Pendant six mois (de mars à septembre 2019), 101 présumés auteurs d’agressions sexuelles ont été interrogés auprès des services de police et de gendarmerie ainsi qu’à la prison centrale. Il ressort que la tranche d’âge de 20 à 29 ans était la plus représentée avec 45,54% ; 98% étaient de sexe masculin, célibataires dans la majorité des cas. Les ouvriers représentent 50,50% et les élèves/étudiants, 12,87% des cas. Dans 95,05%, des cas, le lien extrafamilial était représenté avec une prédominance des voisins à 41,67%.

Sur l’état mental des agresseurs, 51,49% étaient indemnes de tous troubles psychopathologiques. 14,85% souffraient d’addiction à de substances psychoactives. Le reste, ce sont des hommes souffrant de troubles maniaques de stress post-traumatique.

Sur le type d’agression sexuelles, le viol était la principale citée au cours de l’étude avec un taux de 72,10%, suivi des attouchements 27,00%.

Les ressorts sociologiques du phénomène restent encore méconnus. Toutefois, des acteurs de la lutte contre les agressions sexuelles appellent à la réalisation d’enquêtes socio-anthropologiques à dimension nationale, afin de mieux comprendre les causes. En attendant, le Pr Bano Barry sociologue, pense que la réaction des acteurs de lutte face au fléau du viol « c’est de l’agitation ». Il dit que pour connaître les ressorts profonds du viol, il faut l’étudier. Lui qui a été ministre de l’Education nationale reproche au gouvernement guinéen de ne pas lancer d’études d’envergure, pour mieux cerner le sujet. «Si ce ne sont pas les partenaires de la Guinée qui financent, le gouvernement ne le fera pas», déplore-t-il.

Que faire ?

Que faut-il faire pour mettre un terme à ce cycle infernal de viols et agressions sexuelles ? Sur les réseaux sociaux, chacun y va de son commentaire. D’aucuns, sous le coup de l’émotion, n’hésitent pas à proposer des solutions extrêmes, comme la castration des violeurs reconnus.

Plus sérieusement, les ONG de défense des droits de l’Homme prônent la sensibilisation avec l’implication des religieux, notamment les imams pour passer le message dans les sermons du vendredi. «Que les religieux s’impliquent, c’est déjà bien. Avec une maîtrise des éléments de langage, il y a espoir que leur message passe», commente Mme Sylla Djeinabou de l’ONG Mon Enfant, Ma Vie.

Justement, le vendredi 3 décembre, le sermon portait sur les viols et agressions sexuelles à l’égard des femmes. Mais est-ce suffisant ?

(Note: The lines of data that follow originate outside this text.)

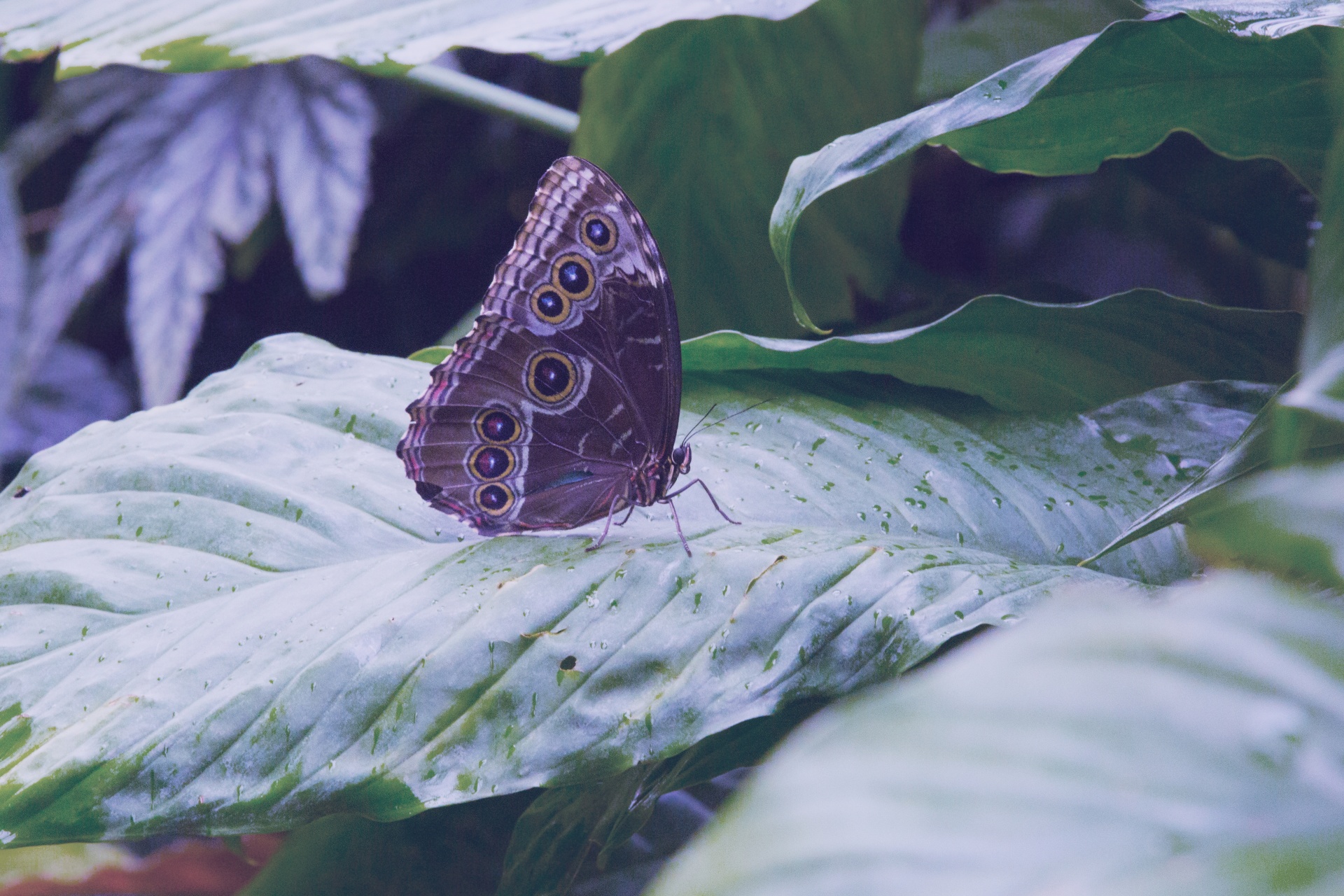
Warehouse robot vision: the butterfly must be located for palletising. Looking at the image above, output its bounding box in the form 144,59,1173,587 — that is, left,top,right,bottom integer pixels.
396,156,736,555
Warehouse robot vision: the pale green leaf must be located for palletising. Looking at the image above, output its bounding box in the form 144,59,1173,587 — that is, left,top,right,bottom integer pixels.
652,575,1344,896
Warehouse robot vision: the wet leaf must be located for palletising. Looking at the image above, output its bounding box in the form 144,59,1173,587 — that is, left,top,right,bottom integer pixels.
573,0,923,336
0,336,1268,845
650,573,1344,896
0,0,809,73
10,59,375,406
770,16,1335,329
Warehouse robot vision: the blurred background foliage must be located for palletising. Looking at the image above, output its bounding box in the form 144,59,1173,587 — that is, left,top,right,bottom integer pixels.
0,0,1316,491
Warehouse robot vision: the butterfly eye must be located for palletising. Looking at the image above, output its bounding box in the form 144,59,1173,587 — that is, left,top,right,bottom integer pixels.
580,211,615,253
466,444,513,481
476,410,523,444
475,482,513,516
551,253,596,302
527,352,580,405
532,285,570,323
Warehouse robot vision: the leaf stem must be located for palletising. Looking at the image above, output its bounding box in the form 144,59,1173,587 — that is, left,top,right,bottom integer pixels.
406,64,580,140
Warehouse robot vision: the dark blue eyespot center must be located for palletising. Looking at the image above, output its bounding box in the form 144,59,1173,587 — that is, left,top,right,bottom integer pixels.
481,411,517,442
472,446,512,479
532,357,570,398
583,218,612,248
536,290,564,317
476,485,508,510
556,262,589,301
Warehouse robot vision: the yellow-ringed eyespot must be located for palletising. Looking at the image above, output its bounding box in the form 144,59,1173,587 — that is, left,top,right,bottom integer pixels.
472,482,513,516
476,407,523,444
580,211,617,254
527,352,580,405
532,284,571,323
466,444,516,482
551,253,596,302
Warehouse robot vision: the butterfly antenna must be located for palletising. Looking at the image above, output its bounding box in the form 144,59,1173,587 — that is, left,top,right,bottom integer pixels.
681,402,719,444
681,398,774,444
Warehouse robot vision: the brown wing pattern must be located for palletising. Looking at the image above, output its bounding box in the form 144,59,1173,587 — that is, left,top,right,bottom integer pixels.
398,158,681,535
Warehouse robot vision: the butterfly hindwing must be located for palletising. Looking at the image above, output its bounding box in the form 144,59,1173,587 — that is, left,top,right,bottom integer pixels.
398,158,681,533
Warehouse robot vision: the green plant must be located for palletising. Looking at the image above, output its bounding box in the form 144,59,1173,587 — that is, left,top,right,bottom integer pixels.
0,0,1344,895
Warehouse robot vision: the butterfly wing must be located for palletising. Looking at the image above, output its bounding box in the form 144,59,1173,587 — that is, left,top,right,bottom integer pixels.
398,158,681,535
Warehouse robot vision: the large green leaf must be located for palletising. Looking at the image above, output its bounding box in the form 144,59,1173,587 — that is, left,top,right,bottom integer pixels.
573,0,923,336
652,575,1344,896
770,16,1334,329
918,0,1144,102
1188,461,1344,589
0,0,813,71
0,336,1268,844
1141,0,1344,38
681,289,1301,411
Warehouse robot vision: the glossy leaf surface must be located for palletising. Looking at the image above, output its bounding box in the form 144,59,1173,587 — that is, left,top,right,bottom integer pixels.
652,575,1344,896
0,0,811,73
571,0,923,336
681,289,1301,411
0,336,1266,844
770,16,1334,329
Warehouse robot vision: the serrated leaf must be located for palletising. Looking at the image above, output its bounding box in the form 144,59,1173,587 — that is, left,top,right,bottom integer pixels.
573,0,923,336
0,336,1264,844
15,58,375,406
0,158,28,415
650,575,1344,896
0,0,811,71
770,16,1335,329
1140,0,1344,38
918,0,1144,102
496,703,816,896
1188,461,1344,589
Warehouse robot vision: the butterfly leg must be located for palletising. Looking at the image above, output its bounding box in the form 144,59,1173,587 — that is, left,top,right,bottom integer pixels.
617,504,634,525
664,498,694,556
583,494,623,551
663,479,742,525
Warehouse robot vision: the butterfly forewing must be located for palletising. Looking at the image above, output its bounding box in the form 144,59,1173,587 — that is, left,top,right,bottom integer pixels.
398,158,681,533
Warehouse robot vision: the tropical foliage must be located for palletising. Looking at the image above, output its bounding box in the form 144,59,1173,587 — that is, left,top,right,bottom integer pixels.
0,0,1344,896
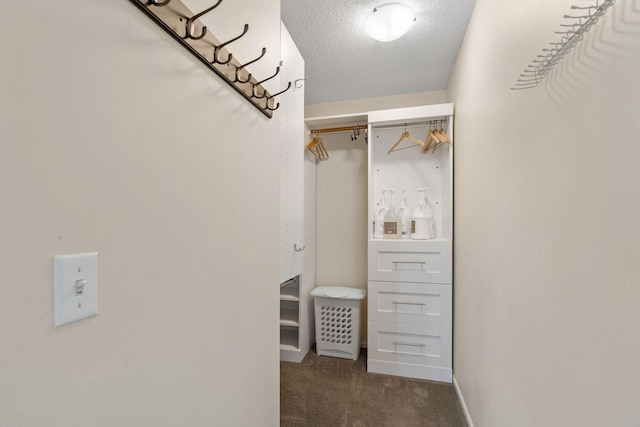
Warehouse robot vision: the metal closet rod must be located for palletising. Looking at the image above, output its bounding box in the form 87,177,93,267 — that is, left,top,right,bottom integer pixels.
310,125,367,134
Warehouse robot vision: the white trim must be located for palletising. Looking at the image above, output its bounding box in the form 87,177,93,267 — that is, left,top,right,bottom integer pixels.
453,375,474,427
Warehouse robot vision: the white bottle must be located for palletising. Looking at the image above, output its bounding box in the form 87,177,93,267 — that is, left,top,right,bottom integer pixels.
384,191,402,239
411,188,435,240
373,189,393,239
398,188,411,239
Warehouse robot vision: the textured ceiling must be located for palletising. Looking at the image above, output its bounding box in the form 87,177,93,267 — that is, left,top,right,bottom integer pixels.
281,0,475,104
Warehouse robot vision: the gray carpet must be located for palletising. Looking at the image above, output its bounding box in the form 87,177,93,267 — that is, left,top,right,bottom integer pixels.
280,349,467,427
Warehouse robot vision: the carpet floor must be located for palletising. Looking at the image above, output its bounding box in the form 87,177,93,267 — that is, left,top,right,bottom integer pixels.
280,348,467,427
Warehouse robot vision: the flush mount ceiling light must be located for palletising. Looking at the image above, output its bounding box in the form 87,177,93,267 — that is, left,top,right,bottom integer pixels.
364,3,416,42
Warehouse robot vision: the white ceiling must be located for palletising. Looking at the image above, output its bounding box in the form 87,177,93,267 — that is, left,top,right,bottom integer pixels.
281,0,475,104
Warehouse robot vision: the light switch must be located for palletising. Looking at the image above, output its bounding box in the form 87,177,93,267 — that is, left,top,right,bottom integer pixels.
53,252,98,327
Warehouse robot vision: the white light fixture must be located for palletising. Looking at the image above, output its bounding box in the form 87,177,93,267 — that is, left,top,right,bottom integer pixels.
364,3,416,42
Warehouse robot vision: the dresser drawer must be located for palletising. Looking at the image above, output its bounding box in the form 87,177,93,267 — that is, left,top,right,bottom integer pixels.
368,239,451,283
367,321,451,369
367,281,451,326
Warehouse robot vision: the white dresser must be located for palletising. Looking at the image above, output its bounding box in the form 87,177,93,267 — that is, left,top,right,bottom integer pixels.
367,104,453,382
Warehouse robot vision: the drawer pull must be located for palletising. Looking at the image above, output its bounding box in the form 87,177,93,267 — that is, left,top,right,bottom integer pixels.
391,341,427,348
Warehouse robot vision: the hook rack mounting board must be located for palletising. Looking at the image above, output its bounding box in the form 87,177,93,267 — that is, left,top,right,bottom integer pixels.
130,0,277,118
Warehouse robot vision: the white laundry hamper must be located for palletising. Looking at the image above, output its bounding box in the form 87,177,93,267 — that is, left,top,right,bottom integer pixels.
311,286,367,360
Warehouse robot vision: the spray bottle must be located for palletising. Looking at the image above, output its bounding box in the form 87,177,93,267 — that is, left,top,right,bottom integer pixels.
373,189,393,239
384,190,402,239
398,188,411,239
411,187,435,240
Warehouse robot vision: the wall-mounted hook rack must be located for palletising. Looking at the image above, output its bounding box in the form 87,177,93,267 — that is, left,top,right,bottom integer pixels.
511,0,616,90
130,0,282,118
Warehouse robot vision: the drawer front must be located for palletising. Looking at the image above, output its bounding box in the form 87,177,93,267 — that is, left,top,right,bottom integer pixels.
368,240,451,283
367,321,451,368
368,282,451,326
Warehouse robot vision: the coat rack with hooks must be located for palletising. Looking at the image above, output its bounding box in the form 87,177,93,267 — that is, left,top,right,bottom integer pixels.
130,0,292,118
511,0,616,90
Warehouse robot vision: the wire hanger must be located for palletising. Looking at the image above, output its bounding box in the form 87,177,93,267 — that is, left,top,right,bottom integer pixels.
387,123,425,155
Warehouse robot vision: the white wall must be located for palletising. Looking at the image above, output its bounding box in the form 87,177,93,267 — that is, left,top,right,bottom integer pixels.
449,0,640,427
0,0,280,427
304,90,447,117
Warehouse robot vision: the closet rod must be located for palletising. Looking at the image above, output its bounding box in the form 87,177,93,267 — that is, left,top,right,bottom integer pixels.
310,125,367,133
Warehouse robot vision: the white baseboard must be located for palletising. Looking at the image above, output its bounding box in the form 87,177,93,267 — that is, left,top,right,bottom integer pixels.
453,375,475,427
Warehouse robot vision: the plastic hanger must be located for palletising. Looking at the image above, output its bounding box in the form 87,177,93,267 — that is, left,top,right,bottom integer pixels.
305,135,329,160
422,125,440,153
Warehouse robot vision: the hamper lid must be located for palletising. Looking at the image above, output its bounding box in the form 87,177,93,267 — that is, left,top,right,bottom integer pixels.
311,286,367,299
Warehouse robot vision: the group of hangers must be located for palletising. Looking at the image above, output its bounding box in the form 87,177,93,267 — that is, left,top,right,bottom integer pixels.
387,121,451,154
305,134,329,160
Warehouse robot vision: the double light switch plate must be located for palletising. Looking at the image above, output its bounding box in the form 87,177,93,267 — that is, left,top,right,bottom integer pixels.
53,252,98,327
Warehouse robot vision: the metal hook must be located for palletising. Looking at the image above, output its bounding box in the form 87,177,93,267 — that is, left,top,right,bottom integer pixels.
147,0,171,7
186,0,222,40
251,67,280,99
264,98,280,111
234,47,267,83
212,23,249,65
269,82,291,99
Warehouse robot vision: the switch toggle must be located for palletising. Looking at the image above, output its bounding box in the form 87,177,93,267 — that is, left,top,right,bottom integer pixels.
53,252,98,327
76,279,87,296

Pour prévenir le viol, Mme Sylla suggère l’introduction dans les programmes scolaires des notions de défense et de protection contre les agressions sexuelles. «Les jeunes, filles et garçons, doivent comprendre c’est quoi le viol, c’est quoi une violence sexuelle, comment se protéger, quelle conduite à tenir si on est victime ou témoin».

Quid de la justice ?

Selon l’étude citée précédemment, sur les 101 accusés de violences sexuelles enquêtés, seuls 8 ont été jugés et condamnés à des peines d’emprisonnement allant de 3 à 10 ans. Un chiffre qui montre toute la défaillance du système pénal en matière de prise en charge judiciaire des viols en Guinée. La plupart des cas de viols qui arrivent en justice sont classés sans suite pour diverses raisons.

De l’avis d’une avocate, sur la chaine pénale, ce qui freine la gestion des agressions sexuelles, c’est le problème de formation et de spécialisation. «Lorsqu’il y a des spécialistes en la matière, la prise en charge se fait beaucoup plus rapidement», estime Me Halimatou Camara. Même que les services de police et de gendarmerie dédiés à cette lutte (l’OPROGEM et la BPPV), doivent être mieux outillés. «Pour que les enquêtes préliminaires apportent de preuves irréfutables, il faut qu’on ait de solides dossiers à fournir au juge», soutient-elle.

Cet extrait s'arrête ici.